Costituitosi in giudizio, COGNOME NOME chiese il rigetto della domanda e l’autorizzazione alla chiamata in causa di RAGIONE_SOCIALE e di RAGIONE_SOCIALE nei cui confronti propose domanda riconvenzionale volta ad ottenere la loro condanna, solidale o alternativa, alla restituzione delle spese sostenute e al risarcimento del danno e, in via subordinata, al pagamento delle somme pretese nei suoi confronti dall’attore.
Costituitasi in giudizio, la RAGIONE_SOCIALE chiese, in via riconvenzionale, la condanna del convenuto-chiamante al risarcimento del danno patito in conseguenza del fallimento delle trattative, quantificato in € 2.230.000,00.
Costituitasi in giudizio, la RAGIONE_SOCIALE chiese la condanna del convenutochiamante ai sensi dell’art. 96 cod. proc. civ. per lite temeraria.
Il Tribunale rigettò la domanda attorea e dichiarò l’inammissibilità di quelle riconvenzionali, condannando il convenuto al risarcimento per lite temeraria in favore della RAGIONE_SOCIALE
Il giudizio di gravame, interposto da COGNOME Gaetano con citazione del 17/6/2019, si concluse, nella resistenza della RAGIONE_SOCIALE, della RAGIONE_SOCIALE e di COGNOME NOMECOGNOME che propose anche appello incidentale sulle domande riconvenzionali da lui proposte, con la sentenza n. 3228/2021 pubblicata il 03/09/2021, con la quale la Corte d’Appello di Napoli rigettò l’appello principale e quello incidentale, confermando interamente la sentenza impugnata.

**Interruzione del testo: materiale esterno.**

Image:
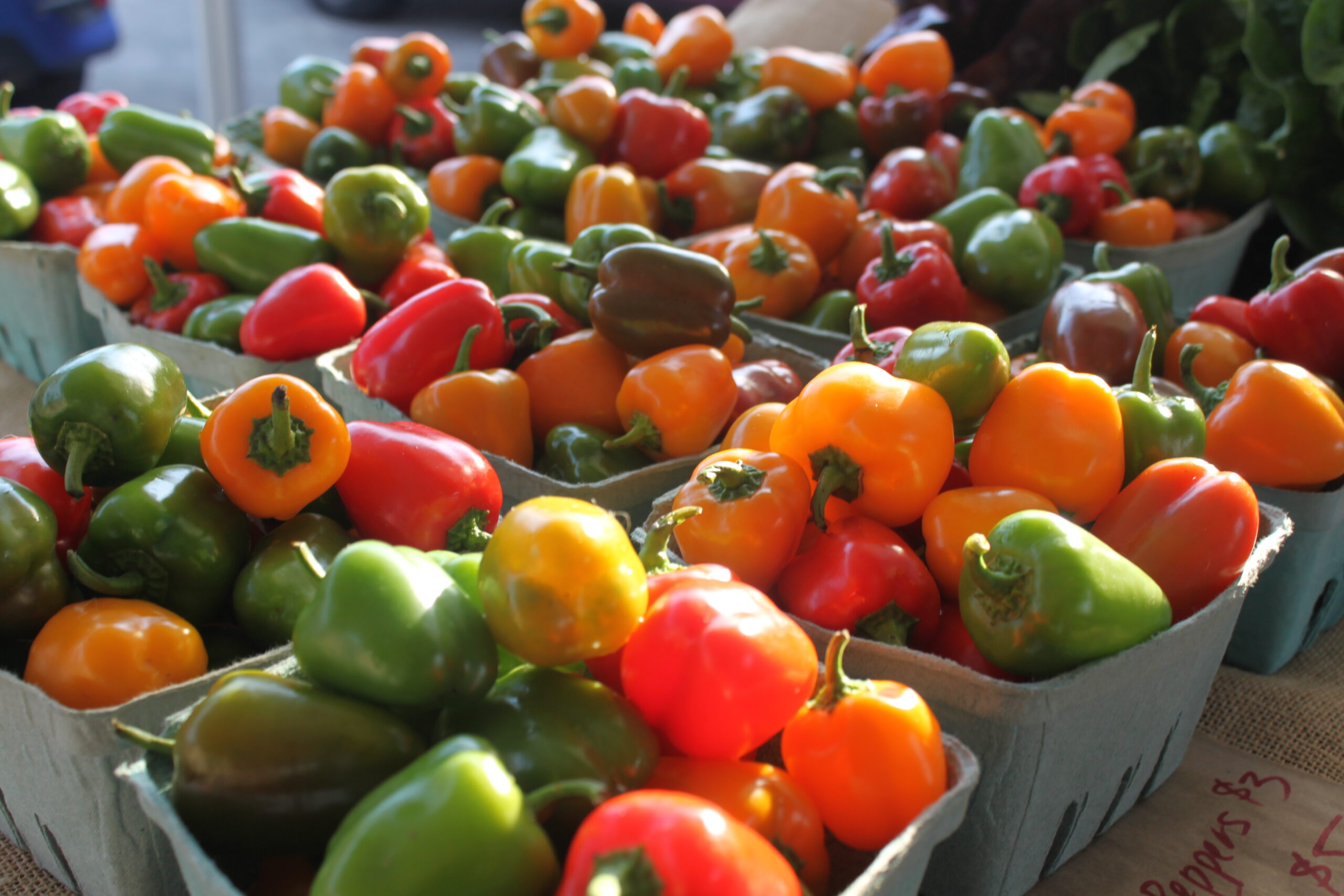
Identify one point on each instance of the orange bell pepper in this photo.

Contro la predetta sentenza, COGNOME Gaetano propone ricorso per cassazione, affidato a quattro motivi, illustrati anche con memoria. RAGIONE_SOCIALE si difende con controricorso, illustrato anche con memoria. Si difende altresì con controricorso anche COGNOME NOME, mentre RAGIONE_SOCIALE COGNOME NOME e COGNOME NOME sono rimasti intimati.
Considerato che :
Con il primo motivo di ricorso, il ricorrente lamenta la violazione e falsa applicazione degli artt. 1321, 1324, 1363, 1367 cod. civ., in relazione all’art. 360, primo comma, n. 3, cod. proc. civ., per avere i giudici di merito errato sulla natura giuridica dell’obbligo assunto nei suoi confronti da COGNOME NOME di pagargli la somma richiesta, derubricandolo a mero proposito e privandolo di propria giuridica rilevanza, senza considerare che la condizione apposta al medesimo, ossia la realizzazione dell’allegata cessione per il tramite del general contractor, non esonerava il Votta dall’obbligo di adempiere allorché la mancata realizzazione della cessione a terzi del progetto edilizio-commerciale fosse dovuta a fatto proprio e fosse, dunque, a lui addebitabile, come accaduto nella specie e accertato dai giudici allorché lo avevano condannato alle spese del giudizio nei confronti delle due società chiamate in causa, e che la mancata realizzazione dell’affare era dovuta all’assenza delle autorizzazioni amministrative necessarie al suo sviluppo, peraltro mai richieste, che aveva privato di efficacia il diritto di opzione accreditato alla RAGIONE_SOCIALE
In tal modo, i giudici avevano violato l’art. 1367 cod. civ., che impone di interpretare le intese contrattuali nel senso in cui possono avere un qualche effetto.
Con il secondo motivo di ricorso, la falsa applicazione degli artt. 1387, 1754 e 1755 cod. civ., in relazione all’art. 360, primo
comma, n. 3, cod. proc. civ., e la violazione dell’art. 1355 cod. civ., in relazione all’art. 360, primo comma, n. 3, cod. proc. civ., per avere i giudici di merito ritenuto insussistente il diritto del ricorrente ad ottenere il pagamento del compenso, siccome non fondato su un obbligo contrattuale, ma finalizzato a regolare le successive articolazioni del procedimento formativo dell’affare, come in caso di stipula di un contratto di opzione idoneo a vincolare soltanto una delle parti.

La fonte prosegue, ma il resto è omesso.